Decision-making data and evidence
- Produce more robust evidence about the impact of EdTech that disaggregates data from EdTech end-user populations. Future research should adequately break down the impact of EdTech interventions on end-users, considering context, relevance, and feasibility. This will ensure decision-makers have the most accurate information possible. Access to disaggregated data is required to create a database that allows for evaluations and meta-evaluation about EdTech interventions that work and for whom.
- Equity considerations must be considered when EdTech is used to collect and disseminate information. Equity and inclusion are crucial to understanding EdTech data activities. This includes how data is collected by who, what purpose it serves, and how it relates to marginalized groups. In data collection and analysis, stakeholders must be represented. Data privacy poses a severe risk. Therefore, EdTech decisions must consider the safety of learners.
Professional development for teachers and pedagogy
- Encourage and support teachers to continue their professional development in inclusive education. Any EdTech intervention must ensure that teachers have the support to teach marginalized learners to address equity concerns. This includes working with teachers to understand and provide support in the classroom to psychologists, parents, and peers.
- Teachers from marginalized groups should be encouraged to include. Every EdTech initiative should ensure that teachers from marginalized communities are supported in their teaching practices, professional development, and adapting initiatives for teachers who have disabilities. Supporting teacher diversity is to achieve more significant equity in education.
Assessment and curriculum adaptation
- EdTech should be adaptable and flexible. All learners have different learning needs that are varied, numerous, and constantly changing. EdTech interventions must support education systems in effectively catering to the changing learning needs of learners (e.g., by providing content creation or materials in marginalized language). However, EdTech content must be reviewed to ensure that it aligns with the national curriculum and offers relevant, representative, and inclusive content.

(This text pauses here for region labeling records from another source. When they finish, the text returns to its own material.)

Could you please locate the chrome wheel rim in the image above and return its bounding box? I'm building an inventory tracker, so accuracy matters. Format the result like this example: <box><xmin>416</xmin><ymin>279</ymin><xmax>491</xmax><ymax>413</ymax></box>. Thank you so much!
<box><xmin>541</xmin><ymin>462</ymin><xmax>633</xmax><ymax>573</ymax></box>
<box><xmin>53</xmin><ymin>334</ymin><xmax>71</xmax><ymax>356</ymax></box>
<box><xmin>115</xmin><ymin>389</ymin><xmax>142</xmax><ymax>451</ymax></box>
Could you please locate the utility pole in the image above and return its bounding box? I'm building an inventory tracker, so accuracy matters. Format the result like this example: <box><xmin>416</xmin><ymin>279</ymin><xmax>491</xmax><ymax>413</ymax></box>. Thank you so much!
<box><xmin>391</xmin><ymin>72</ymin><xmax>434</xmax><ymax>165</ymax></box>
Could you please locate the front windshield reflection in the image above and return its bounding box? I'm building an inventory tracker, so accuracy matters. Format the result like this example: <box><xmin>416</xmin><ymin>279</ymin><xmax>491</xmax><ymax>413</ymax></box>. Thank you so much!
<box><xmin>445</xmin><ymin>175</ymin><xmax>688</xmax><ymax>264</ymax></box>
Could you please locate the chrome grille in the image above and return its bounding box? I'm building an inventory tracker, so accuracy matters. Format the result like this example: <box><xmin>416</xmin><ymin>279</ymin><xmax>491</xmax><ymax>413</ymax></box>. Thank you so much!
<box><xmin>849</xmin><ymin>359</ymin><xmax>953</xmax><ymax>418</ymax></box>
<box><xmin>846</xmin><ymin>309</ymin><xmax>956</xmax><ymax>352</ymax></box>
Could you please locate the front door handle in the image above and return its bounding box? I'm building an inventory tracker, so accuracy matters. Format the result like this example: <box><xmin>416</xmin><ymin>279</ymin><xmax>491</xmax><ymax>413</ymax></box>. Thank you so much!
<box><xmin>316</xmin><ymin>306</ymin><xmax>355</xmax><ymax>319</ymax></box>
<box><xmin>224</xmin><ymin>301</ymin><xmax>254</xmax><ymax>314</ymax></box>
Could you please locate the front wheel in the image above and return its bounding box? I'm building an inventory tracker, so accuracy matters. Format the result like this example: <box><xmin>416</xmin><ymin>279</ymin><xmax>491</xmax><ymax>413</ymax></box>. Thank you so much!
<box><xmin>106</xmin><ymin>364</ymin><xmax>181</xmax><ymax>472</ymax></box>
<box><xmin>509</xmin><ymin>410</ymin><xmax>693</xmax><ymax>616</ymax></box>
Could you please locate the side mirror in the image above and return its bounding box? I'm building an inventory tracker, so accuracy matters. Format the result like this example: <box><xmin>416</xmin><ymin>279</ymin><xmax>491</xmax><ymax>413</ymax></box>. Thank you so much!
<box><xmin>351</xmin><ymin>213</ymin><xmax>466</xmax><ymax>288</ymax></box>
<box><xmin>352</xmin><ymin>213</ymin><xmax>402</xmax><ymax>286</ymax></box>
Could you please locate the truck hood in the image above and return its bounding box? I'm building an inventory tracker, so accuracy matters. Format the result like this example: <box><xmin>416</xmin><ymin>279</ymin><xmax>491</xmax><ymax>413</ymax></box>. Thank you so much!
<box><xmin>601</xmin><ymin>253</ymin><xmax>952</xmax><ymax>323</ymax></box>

- EdTech should support formative assessment and allow access to the evaluation. EdTech should be used to support educators in formative assessment — both in classrooms and with national monitoring and evaluation initiatives that provide timely feedback on individual learners’ requirements. EdTech should also allow for adaptability to accommodate different learner needs.
Participatory and integrated approaches
- Participate in the design of EdTech interventions to make them more democratic. To better reflect the unique needs of end-users (e.g., any challenges they might face or their ability to use the technology), a user-centric and participative design should be used. The design should give the end-users real power throughout the entire process to be inclusive. This would allow the intervention or technological device to be designed to have the maximum impact possible for their specific needs.
- EdTech actors must work together with other sectors and neglected parts of education. The most marginalized learners will be the best beneficiaries of a multi-sector approach, as they are more likely not to be in the formal education system. They also face interrelated disadvantages that require support beyond education. This approach will help to reduce the cost of technology-related investments.
Finance and resources
- To ensure that the EdTech sector is funded in the future and present, both donors and governments must embrace a progressive universalism approach. Public funding agencies will have to prioritize EdTech funding to prioritize education for marginalized groups and emphasize technological devices that have been proven to significantly impact learning outcomes and access.
- Public funding must encourage the private sector to invest in EdTech products and services that help marginalized learners. To ensure that EdTech reaches marginalized learners, partnerships between the government and the private sector are crucial. External public subsidies can support and encourage the private sector to cover the costs of targeting marginalized learners. In addition, the private sector can assist governments and donors in making EdTech products available to marginalized learners in settings that would otherwise be impossible.